~2 min read

Scene transitions

The `scene.transition()` API — animated handoff between scenes with both scenes running during the overlap.

scene.start(key) swaps scenes hard — the outgoing scene’s shutdown fires before the incoming scene’s create. scene.transition({...}) gives you an overlap window where both scenes run together, perfect for crossfades, slide-ins, and “wipe one scene off the screen while the next slides on” effects.

The shape

this.scene.transition({
	target: 'Game',     // key of the scene to bring in
	duration: 600,      // ms — both scenes run for this long
	sleep: false,       // if true, this scene sleeps (resumable); else shutdown
	remove: false,      // if true, this scene is removed entirely
	moveAbove: true,    // render the target above this scene
	allowInput: false,  // disable input on this scene during transition
	onUpdate: (progress) => { /* called each frame, 0..1 */ },
});

Reads as: “start Game running alongside me; for the next 600ms call onUpdate with progress; when it ends, do X to me (sleep / shutdown / remove).”

The target scene’s init and create fire immediately. Its update runs every frame from frame zero of the transition. The outgoing scene keeps updating too (unless you stop it from the onUpdate).

Crossfade

The most common pattern. Tween the outgoing scene’s alpha down while the incoming scene’s alpha rises.

// In the outgoing scene:
this.scene.transition({
	target: 'Game',
	duration: 500,
	moveAbove: true,
	allowInput: false,
	onUpdate: (progress) => {
		this.cameras.main.setAlpha(1 - progress);
	},
});

// The incoming scene's create():
create() {
	this.cameras.main.setAlpha(0);
	this.scene.get('Title').events.once('transitionout', () => {
		// Outgoing scene is done — clean up if needed.
	});
	// The transition's progress is on `this.scene.systems.settings.transitionProgress`
	// during the overlap window; this scene's camera alpha can mirror it.
}

If both scenes mirror the progress, you get a true crossfade — the incoming scene rises from 0 alpha while the outgoing scene falls.

Slide-in

this.scene.transition({
	target: 'Pause',
	duration: 400,
	sleep: true,    // pause this scene; we'll resume after Pause closes
	moveAbove: true,
	onUpdate: (progress) => {
		// Slide the pause scene in from the right.
		const pause = this.scene.get('Pause');
		pause.cameras.main.scrollX = (1 - progress) * this.scale.width;
	},
});

sleep: true is the trick — when the pause scene closes (this.scene.stop() from inside it), Phaser wakes this scene rather than recreating it. Saves the whole “preserve state across scene swap” problem.
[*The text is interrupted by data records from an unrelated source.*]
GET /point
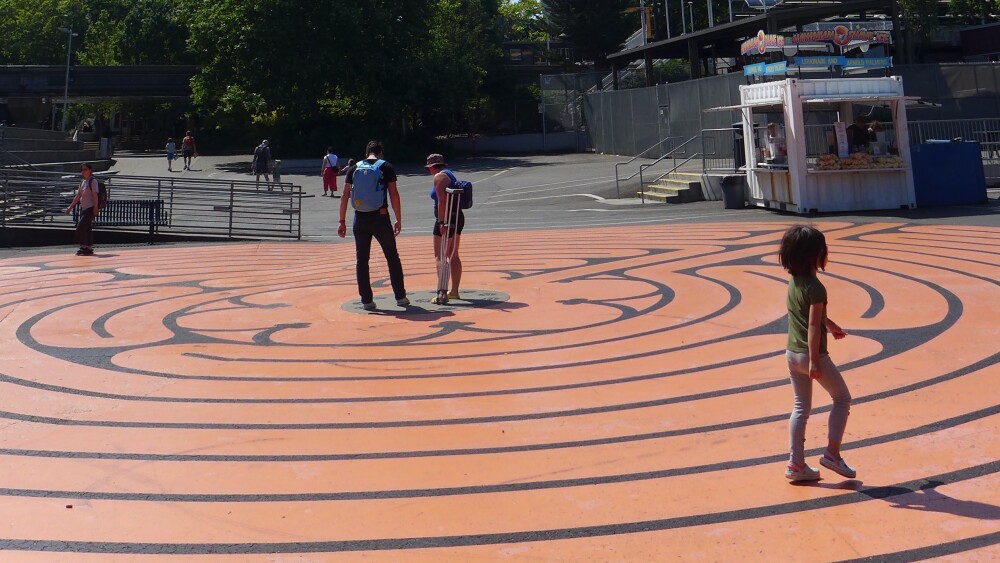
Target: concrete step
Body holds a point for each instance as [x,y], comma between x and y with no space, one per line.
[34,156]
[41,144]
[9,133]
[674,189]
[69,167]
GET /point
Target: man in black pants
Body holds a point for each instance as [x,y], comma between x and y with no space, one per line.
[368,224]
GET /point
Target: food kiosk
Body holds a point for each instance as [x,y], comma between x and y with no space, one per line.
[798,150]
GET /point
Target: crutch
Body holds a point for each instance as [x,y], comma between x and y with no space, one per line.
[444,256]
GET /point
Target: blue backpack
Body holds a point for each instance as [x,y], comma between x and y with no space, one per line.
[367,191]
[465,202]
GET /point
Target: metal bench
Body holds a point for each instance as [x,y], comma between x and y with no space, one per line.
[131,213]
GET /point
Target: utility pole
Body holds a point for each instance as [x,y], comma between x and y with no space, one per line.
[69,54]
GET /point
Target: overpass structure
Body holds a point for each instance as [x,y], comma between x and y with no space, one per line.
[723,40]
[96,83]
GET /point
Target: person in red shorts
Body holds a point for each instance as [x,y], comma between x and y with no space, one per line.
[329,171]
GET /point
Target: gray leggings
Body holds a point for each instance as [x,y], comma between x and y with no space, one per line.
[833,382]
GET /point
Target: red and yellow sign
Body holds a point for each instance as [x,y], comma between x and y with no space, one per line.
[842,36]
[760,43]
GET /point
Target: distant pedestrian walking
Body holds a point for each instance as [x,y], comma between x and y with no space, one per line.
[329,171]
[189,149]
[88,198]
[370,187]
[171,153]
[261,164]
[803,251]
[447,229]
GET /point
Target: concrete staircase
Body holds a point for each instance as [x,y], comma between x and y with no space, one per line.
[46,150]
[676,187]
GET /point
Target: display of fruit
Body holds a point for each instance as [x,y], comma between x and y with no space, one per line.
[827,162]
[856,161]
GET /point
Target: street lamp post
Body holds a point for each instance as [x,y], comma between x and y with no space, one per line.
[69,53]
[666,10]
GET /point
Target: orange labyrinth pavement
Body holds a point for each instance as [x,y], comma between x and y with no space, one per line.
[604,394]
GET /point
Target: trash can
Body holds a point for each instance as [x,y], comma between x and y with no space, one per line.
[948,173]
[732,192]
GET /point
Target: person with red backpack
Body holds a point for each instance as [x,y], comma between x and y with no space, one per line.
[88,197]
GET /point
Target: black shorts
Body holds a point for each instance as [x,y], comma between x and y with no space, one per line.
[455,228]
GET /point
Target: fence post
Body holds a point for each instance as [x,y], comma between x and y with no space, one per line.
[232,199]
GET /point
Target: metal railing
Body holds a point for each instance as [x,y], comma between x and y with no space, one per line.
[672,155]
[231,208]
[634,158]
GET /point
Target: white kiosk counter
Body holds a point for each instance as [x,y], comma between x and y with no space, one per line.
[815,171]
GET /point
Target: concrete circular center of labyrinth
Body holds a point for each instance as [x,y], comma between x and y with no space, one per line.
[420,302]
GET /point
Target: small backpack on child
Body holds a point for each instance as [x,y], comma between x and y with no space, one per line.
[465,201]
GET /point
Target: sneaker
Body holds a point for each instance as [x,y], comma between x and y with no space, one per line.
[806,473]
[838,466]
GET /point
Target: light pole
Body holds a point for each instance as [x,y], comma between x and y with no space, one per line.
[69,53]
[666,10]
Events fired during transition

EventWhereWhen
transitionoutoutgoing scene’s eventsWhen the transition starts.
transitioninittarget scene’s eventsAfter target’s init, before create.
transitionstarttarget scene’s eventsAfter target’s create.
transitioncompletetarget scene’s eventsWhen the transition window ends.
this.events.once('transitioncomplete', () => {
	this.cameras.main.setAlpha(1);   // ensure we're fully visible
});

When to use transition vs. start vs. launch

WantUse
Hard cut, replace current scenescene.start(key)
Run another scene alongside, indefinitely (HUD, ambient music)scene.launch(key)
Animate a swap with overlapscene.transition({...})
Animate a swap with no overlap (cut + animate in destination)scene.start + camera.fadeIn in the new scene

The fade-based “swap” demonstrated in examples/scene-transition is the non-overlapping version — fade out, swap, fade in. That’s simpler and good for most cases. Use scene.transition() when you need both scenes drawing simultaneously.

Common pitfalls

Forgetting allowInput: false. During the overlap, both scenes’ input handlers are live. A click on a button in the outgoing scene fires its handler — usually not what you want. Setting allowInput: false on the outgoing scene during transition prevents this.

Stale state on resume. If you use sleep: true, the scene’s create does not re-run on resume. Reset transient state in a 'wake' event handler instead:

this.events.on('wake', () => {
	this.timer = 0;
	this.player.setVelocity(0);
});

Cleanup on remove: true. Setting remove: true destroys the outgoing scene’s display list immediately. If you had a tween writing to that display list during the transition, it’ll error when the targets vanish. Use sleep or shutdown semantics for animated handoffs.